I'm excited to share more on our latest project, AlphaCode - a system to write programs, able to reach roughly median human performance in coding competitions. And that's median competitive programmer performance, not median programmer or median human! In addition to our paper and [cached]official blog post, you can also find my personal take below.

Problem Setup

Coding competitions are difficult even for experienced programmers. Before writing the first character of a program, the first step is to understand the natural language problem description: often spanning several paragraphs in length, problem descriptions do not directly describe the required algorithm, but rather present the problem in declarative form, only describing what is desired, now how to achieve it:

[cached]Backspace

You are given two strings $s$ and $t$, both consisting of lowercase English letters. You are going to type the string $s$ character by character, from the first character to the last one.

When typing a character, instead of pressing the button corresponding to it, you can press the "Backspace" button. It deletes the last character you have typed among those that aren't deleted yet (or does nothing if there are no characters in the current string). For example, if $s$ is "abcbd" and you press Backspace instead of typing the first and the fourth characters, you will get the string "bd" (the first press of Backspace deletes no character, and the second press deletes the character 'c'). Another example, if $s$ is "abcaa" and you press Backspace instead of the last two letters, then the resulting text is "a".

Your task is to determine whether you can obtain the string $t$, if you type the string $s$ and press "Backspace" instead of typing several (maybe zero) characters of $s$.

Input
The first line contains a single integer $q$ $(1 \leq q \leq 10^5)$ - the number of test cases.

The first line of each test case contains the string $s$ $(1 \leq |s| \leq 10^5)$. Each character of $s$ is a lowercase English letter.

The second line of each test case contains the string $t$ $(1 \leq |t| \leq 10^5)$. Each character of $t$ is a lowercase English letter.

It is guaranteed that the total number of characters in the strings over all test cases does not exceed $2 \cdot 10^5$.

Output
For each test case, print "YES" if you can obtain the string $t$ by typing the string $s$ and replacing some characters with presses of "Backspace" button, or "NO" if you cannot.

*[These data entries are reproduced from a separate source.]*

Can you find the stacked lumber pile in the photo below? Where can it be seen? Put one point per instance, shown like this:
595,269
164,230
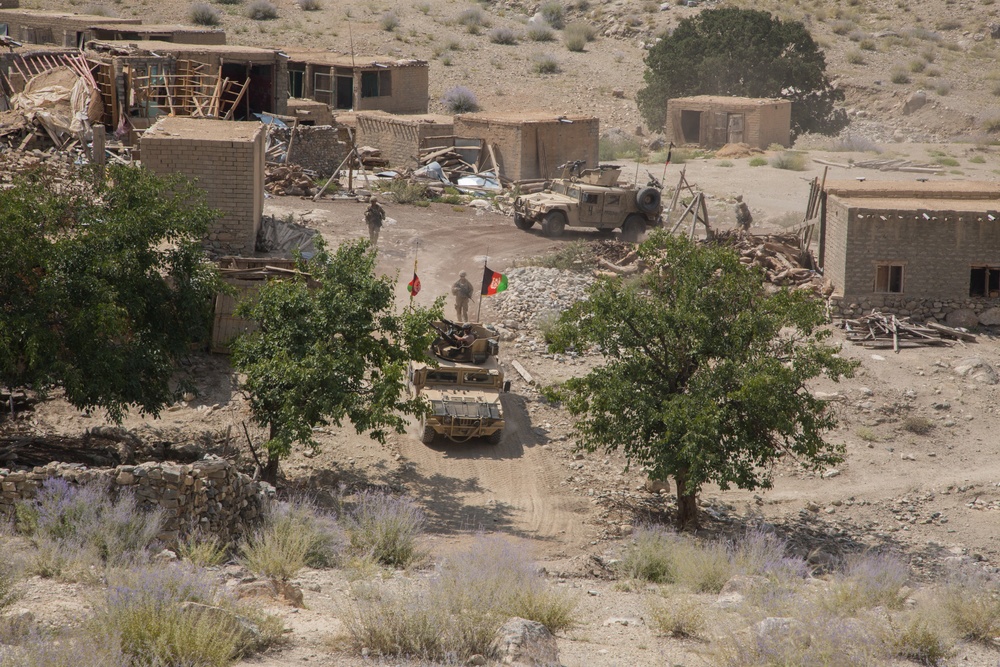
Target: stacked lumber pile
884,330
900,165
291,180
450,160
780,255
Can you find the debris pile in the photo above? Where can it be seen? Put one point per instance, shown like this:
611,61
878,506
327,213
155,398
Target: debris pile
290,180
780,255
884,330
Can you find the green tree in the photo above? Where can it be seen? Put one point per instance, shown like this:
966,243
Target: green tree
103,286
329,348
705,371
742,52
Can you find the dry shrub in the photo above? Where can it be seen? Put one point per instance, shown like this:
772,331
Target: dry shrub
294,535
461,609
677,617
869,580
261,10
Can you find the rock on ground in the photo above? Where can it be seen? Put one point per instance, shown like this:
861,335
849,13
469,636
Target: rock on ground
523,642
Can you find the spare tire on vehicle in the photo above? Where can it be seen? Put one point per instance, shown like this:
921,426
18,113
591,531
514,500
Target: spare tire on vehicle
647,200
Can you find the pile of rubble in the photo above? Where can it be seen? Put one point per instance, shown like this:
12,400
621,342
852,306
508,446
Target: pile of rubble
536,295
15,162
784,262
290,180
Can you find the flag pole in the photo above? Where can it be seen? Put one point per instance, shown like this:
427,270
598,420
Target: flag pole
479,311
414,277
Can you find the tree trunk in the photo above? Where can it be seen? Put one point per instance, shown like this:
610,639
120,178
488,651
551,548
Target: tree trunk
687,505
270,473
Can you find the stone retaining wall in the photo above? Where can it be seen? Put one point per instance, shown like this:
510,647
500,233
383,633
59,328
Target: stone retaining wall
920,310
210,494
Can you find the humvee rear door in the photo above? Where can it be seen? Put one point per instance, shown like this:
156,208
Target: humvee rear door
591,208
612,216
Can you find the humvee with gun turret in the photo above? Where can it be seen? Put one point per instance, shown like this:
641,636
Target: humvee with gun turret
464,386
591,198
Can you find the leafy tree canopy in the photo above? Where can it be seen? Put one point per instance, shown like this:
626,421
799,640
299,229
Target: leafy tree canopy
104,286
705,371
329,349
742,52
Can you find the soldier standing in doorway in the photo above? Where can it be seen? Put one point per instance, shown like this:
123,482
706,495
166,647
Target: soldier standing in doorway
374,216
462,289
743,217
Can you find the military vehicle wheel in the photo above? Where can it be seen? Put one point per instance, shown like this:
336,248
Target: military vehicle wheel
428,434
633,228
522,222
647,200
554,223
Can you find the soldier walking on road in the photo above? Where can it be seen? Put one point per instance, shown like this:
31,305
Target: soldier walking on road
374,216
743,217
462,289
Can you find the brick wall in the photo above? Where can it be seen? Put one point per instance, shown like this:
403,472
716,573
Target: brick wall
318,147
227,164
399,139
763,124
55,28
409,91
937,250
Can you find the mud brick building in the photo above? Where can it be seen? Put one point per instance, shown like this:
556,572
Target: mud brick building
712,121
37,26
912,248
266,69
361,83
182,34
533,145
227,160
400,138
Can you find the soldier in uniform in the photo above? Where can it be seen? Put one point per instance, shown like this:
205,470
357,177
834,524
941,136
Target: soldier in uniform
462,289
374,216
743,217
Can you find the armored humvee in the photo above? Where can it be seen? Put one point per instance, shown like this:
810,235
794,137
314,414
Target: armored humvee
464,388
590,198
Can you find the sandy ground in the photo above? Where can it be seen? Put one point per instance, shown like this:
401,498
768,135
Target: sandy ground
929,497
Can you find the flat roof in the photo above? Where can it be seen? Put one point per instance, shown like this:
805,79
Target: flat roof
204,129
890,204
953,190
408,119
178,47
337,59
725,99
155,27
48,14
521,117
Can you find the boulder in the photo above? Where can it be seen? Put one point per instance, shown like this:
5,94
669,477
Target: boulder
963,317
977,369
914,101
990,318
528,643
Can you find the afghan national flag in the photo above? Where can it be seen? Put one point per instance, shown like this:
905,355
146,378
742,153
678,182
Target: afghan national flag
493,282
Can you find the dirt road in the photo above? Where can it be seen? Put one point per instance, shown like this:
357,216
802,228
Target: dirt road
513,486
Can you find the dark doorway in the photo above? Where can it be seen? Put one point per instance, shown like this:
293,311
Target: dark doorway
691,126
345,92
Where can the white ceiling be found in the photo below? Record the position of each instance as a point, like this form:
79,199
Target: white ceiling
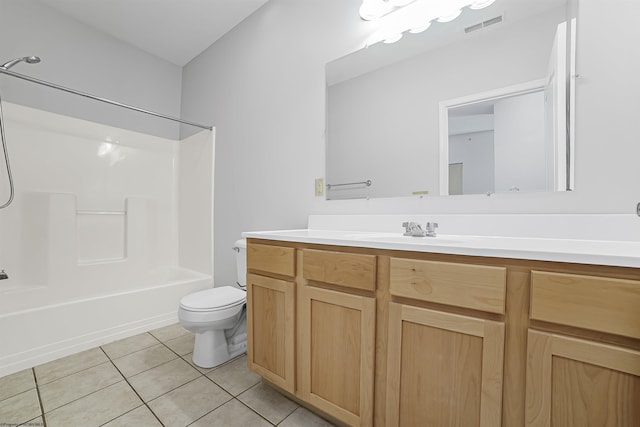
175,30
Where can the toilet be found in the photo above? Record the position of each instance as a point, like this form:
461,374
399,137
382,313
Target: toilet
217,317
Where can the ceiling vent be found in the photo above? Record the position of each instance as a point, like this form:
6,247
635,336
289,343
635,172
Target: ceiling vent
484,24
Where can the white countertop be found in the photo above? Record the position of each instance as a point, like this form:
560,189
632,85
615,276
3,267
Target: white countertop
600,252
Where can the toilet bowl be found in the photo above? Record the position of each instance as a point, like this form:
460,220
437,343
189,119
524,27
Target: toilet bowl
217,317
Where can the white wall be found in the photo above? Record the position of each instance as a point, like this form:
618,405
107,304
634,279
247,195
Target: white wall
519,142
476,153
263,86
78,57
195,201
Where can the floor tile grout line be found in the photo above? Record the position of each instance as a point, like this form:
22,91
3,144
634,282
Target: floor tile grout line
130,353
35,381
72,373
259,414
135,391
122,415
80,397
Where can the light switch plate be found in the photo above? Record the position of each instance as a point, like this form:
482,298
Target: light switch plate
319,187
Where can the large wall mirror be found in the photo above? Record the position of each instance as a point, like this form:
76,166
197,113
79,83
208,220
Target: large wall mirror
479,105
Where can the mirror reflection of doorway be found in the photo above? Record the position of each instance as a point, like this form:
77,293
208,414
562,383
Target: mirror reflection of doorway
455,178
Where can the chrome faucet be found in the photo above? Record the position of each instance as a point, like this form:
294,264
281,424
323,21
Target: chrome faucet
413,229
431,229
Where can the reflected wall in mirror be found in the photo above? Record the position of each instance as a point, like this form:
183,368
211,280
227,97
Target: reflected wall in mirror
385,102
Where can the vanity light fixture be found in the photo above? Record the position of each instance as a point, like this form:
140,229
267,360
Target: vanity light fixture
397,16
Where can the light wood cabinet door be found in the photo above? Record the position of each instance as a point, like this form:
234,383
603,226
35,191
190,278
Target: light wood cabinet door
443,369
271,329
337,334
575,382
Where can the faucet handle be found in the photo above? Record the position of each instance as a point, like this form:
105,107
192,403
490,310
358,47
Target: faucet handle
431,228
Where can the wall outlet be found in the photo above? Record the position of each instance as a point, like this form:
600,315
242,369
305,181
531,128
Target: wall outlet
319,187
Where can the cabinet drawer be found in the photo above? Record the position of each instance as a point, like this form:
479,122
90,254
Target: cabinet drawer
271,259
471,286
340,268
597,303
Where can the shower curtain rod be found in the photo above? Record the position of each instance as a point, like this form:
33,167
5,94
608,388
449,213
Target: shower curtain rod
98,98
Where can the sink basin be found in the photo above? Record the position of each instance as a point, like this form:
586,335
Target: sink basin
398,238
414,240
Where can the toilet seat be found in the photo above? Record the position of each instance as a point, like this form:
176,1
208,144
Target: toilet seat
213,299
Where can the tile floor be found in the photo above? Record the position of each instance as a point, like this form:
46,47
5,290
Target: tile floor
145,380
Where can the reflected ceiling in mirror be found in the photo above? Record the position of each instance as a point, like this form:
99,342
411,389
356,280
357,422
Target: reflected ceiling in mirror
384,101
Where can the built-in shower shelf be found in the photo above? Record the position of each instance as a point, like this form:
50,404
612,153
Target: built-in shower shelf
101,236
101,213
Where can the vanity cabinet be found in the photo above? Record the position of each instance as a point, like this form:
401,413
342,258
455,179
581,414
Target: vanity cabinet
271,314
400,338
444,368
579,380
337,334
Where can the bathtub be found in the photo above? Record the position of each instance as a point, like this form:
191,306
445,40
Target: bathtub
38,335
101,244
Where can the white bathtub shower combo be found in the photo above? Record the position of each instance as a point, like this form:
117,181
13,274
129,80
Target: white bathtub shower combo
217,316
107,230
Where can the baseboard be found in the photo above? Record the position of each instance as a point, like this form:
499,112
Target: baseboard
44,334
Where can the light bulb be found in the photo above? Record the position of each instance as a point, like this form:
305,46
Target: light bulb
393,38
480,4
419,28
451,17
374,9
400,3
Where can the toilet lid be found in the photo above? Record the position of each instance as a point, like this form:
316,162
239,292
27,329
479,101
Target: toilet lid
214,298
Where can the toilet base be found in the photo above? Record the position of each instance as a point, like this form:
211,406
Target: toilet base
210,349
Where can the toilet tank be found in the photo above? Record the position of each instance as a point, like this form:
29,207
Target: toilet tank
241,262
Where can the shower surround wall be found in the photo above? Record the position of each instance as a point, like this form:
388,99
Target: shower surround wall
91,242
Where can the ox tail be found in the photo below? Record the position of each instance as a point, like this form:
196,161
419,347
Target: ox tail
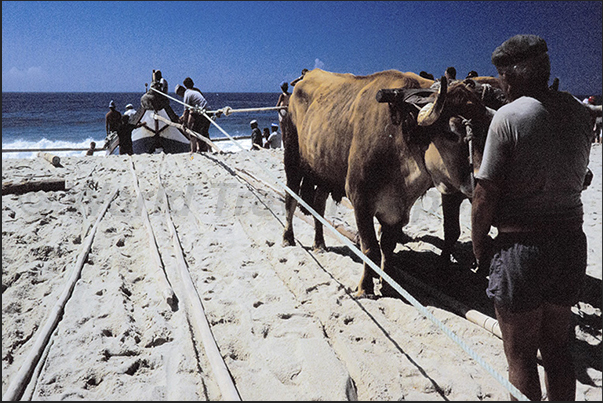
296,180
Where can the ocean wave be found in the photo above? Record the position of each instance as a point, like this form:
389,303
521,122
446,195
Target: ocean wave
75,148
79,148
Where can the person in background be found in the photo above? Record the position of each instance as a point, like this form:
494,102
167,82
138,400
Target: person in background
595,117
426,75
256,136
472,74
194,121
92,148
125,136
265,134
112,119
274,139
528,186
304,71
450,74
129,110
157,77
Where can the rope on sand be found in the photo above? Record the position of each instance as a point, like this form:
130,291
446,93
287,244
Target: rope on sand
412,300
194,308
20,381
160,275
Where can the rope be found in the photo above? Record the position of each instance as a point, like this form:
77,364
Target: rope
504,382
227,110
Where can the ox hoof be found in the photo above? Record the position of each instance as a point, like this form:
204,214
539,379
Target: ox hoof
288,242
319,248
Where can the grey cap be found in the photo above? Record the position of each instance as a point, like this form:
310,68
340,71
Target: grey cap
517,49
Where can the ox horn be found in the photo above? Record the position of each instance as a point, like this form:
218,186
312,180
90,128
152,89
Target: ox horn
431,112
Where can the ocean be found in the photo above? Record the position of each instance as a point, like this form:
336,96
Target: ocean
74,119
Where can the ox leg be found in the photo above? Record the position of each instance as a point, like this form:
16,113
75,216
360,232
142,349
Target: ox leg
290,205
370,247
451,207
388,242
320,202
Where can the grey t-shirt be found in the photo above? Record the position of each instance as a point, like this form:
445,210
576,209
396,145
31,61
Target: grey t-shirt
538,152
194,98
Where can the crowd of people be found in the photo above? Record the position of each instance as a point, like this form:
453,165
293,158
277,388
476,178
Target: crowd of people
119,125
528,187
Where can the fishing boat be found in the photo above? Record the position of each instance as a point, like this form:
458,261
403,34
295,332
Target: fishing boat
152,135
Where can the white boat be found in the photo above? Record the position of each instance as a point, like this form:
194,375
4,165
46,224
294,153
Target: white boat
152,135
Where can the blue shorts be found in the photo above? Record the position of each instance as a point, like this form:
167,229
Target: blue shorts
529,269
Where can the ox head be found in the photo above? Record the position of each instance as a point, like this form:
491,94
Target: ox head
455,121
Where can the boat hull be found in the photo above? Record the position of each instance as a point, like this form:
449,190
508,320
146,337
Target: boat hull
153,135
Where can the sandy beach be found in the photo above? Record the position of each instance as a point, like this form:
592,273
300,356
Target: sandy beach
284,318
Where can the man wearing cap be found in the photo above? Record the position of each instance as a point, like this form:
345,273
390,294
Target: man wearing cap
130,110
274,139
195,121
256,136
112,119
528,186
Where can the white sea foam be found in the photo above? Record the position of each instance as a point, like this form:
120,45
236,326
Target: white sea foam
45,144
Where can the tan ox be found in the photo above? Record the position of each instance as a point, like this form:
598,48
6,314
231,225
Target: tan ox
339,140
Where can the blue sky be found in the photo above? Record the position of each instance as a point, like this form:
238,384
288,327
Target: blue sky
253,46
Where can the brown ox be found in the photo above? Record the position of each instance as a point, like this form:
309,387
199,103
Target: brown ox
383,156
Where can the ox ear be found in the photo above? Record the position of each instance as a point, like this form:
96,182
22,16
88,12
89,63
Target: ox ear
432,111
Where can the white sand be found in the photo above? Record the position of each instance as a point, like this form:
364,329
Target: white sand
284,318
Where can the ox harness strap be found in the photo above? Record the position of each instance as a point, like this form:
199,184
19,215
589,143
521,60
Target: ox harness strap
404,104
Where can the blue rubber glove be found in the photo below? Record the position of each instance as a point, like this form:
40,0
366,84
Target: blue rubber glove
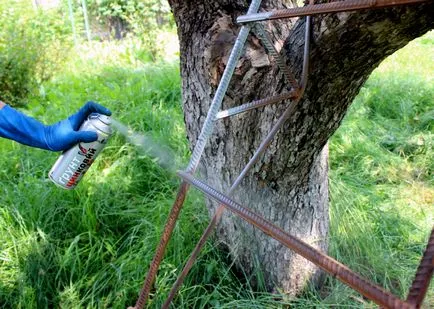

You may print each letter in any case (YES, yes, Yes will all be recognized as positive answer, NO, no and nO will all be recognized as negative answer).

An example description for a problem of medium difficulty.

After understanding the problem, the model is then faced with the task of not only coming up with the right algorithm to solve it, but also doing so efficiently - solutions are executed under tight time and memory constraints! In fact, the hardest problems often cannot be solved in Python, but require C++ solutions.

Approach

In AlphaCode, we tackled this problem in multiple steps:

Overview of AlphaCode components

First we collected a large dataset of competitive programming problems and solutions (released as [cached]CodeContests), as well as a collection of open-source code from GitHub.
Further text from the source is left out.